Lupus nephritis (LN) is a common clinical complication in patients with systemic lupus erythematosus (SLE). A report by Mark J. Shlomchik and colleagues reveals an interplay between NADPH oxidase 2 (NOX2) and Toll-like receptor 7 (TLR7) in B cells that can modulate SLE severity, including its kidney manifestations.

The researchers propose that this protection might result from NOX2-mediated inhibition of TLR7 activity. When stimulated with a TLR7 agonist, Cybb-KO B cells had enhanced nuclear factor-κB activation compared with wild-type B cells, and in global Cybb-KO lupus mice, deleting Tlr7 in B cells had a protective effect.
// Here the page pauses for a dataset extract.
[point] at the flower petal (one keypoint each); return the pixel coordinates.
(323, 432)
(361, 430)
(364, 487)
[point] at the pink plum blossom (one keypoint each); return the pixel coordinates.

狼疮性肾炎（LN）是系统性红斑狼疮（SLE）患者常见的临床并发症。 Mark J. Shlomchik 及其同事的一份报告揭示了 B 细胞中 NADPH 氧化酶 2 (NOX2) 和 Toll 样受体 7 (TLR7) 之间的相互作用，可以调节 SLE 的严重程度，包括其肾脏表现。

研究人员提出，这种保护可能是由于 NOX2 介导的 TLR7 活性抑制所致。当用 TLR7 激动剂刺激时，与野生型 B 细胞相比， Cybb -KO B 细胞的核因子-κB 激活增强，并且在整体Cybb -KO 狼疮小鼠中，删除 B 细胞中的Tlr7具有保护作用。